Will SCA make things simpler?
Sunday, December 18th 2005 | Ismael Ghalimi
One problem with SOA is that the first initial does not yet stand for “Simple”, as was the case for SOAP, the Simple Object Access Protocol — even though SOAP quickly became quite complex itself over time. Distributed systems are inherently complex and marketing hype can only go that far.
Part of the problem is that services do not freely fall from the sky, but rather have to be built from objects deployed on existing IT systems. For many organizations, this is achieved using development platforms such as J2EE, which itself adds quite a bit of complexity to the picture. Most of the J2EE stack has been developed prior to the emergence of the concept for a Service Oriented Architecture, and as a result is more object oriented than service oriented. This gap was supposed to be addressed by specifications such as JBI (JSR 208), but competitive issues very well described in Ian Thomas’ recent post prevented wide industry adoption.
IBM, BEA and a host of other vendors recently announced yet an other attempt at addressing the issue: the Service Component Architecture (SCA) and Service Data Objects (SDO) specifications, which “aim to provide developers with simpler and more powerful ways of constructing applications based on SOA.” In a perfect world, Microsoft and Sun Microsystems would have been part of this effort and things would indeed have become simpler. In the world we live in though, Microsoft will not be part of this work and Sun Microsystems will keep promoting JBI and others specifications that largely overlap with SCA and SDO. But because this overlap is not perfect, one cannot just wish that one camp will win over the other and life will be good again.

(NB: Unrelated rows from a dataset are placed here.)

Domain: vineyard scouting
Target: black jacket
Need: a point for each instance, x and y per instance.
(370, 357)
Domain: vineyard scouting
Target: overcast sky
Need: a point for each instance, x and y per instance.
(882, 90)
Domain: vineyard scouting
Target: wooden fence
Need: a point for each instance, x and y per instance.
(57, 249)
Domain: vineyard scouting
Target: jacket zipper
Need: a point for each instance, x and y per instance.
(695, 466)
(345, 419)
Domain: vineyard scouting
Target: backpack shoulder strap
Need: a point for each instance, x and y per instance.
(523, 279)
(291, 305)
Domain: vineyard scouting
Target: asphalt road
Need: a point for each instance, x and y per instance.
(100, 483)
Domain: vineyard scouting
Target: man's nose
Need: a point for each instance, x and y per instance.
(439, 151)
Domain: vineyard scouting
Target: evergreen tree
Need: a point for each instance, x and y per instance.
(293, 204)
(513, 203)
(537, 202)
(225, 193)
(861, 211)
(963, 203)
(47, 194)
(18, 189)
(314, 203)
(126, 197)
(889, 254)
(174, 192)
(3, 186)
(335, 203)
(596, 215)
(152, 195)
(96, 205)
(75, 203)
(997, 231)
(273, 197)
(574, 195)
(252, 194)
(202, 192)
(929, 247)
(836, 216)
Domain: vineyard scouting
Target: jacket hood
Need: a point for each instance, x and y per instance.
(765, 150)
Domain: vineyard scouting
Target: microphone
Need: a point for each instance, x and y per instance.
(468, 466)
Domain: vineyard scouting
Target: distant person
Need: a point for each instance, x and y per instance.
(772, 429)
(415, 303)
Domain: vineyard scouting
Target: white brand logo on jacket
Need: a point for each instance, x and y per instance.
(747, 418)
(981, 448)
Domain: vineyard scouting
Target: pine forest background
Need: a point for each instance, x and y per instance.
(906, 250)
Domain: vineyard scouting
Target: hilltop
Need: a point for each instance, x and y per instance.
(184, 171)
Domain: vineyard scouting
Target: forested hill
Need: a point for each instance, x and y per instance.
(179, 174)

Without getting into too many details, JBI does two things: One, provide a component architecture similar to SCA. Two, provide a way by which specific containers such as an EJB container, a Servlet container or a Process container can be deployed on top of multiple J2EE application servers. The later is no addressed by SCA or SDO, and therefore makes something like JBI necessary for any software vendor looking for portability across application servers. Even though vendors such as IBM and Oracle have little interest in such a thing, the rest of the industry, including customers, would benefit from this portability. As steward of the J2EE platform, it is Sun Microsystems’ responsibility to make it happen. At this stage of the game, my advice to Sun would be the following: adopt the SCA and SDO specifications, rewrite JBI accordingly and deliver an Open Source implementation certified for the major J2EE applications servers, including BEA WebLogic, IBM WebSphere and Oracle Application Server. This would make a lot of things a lot simpler for a lot of people.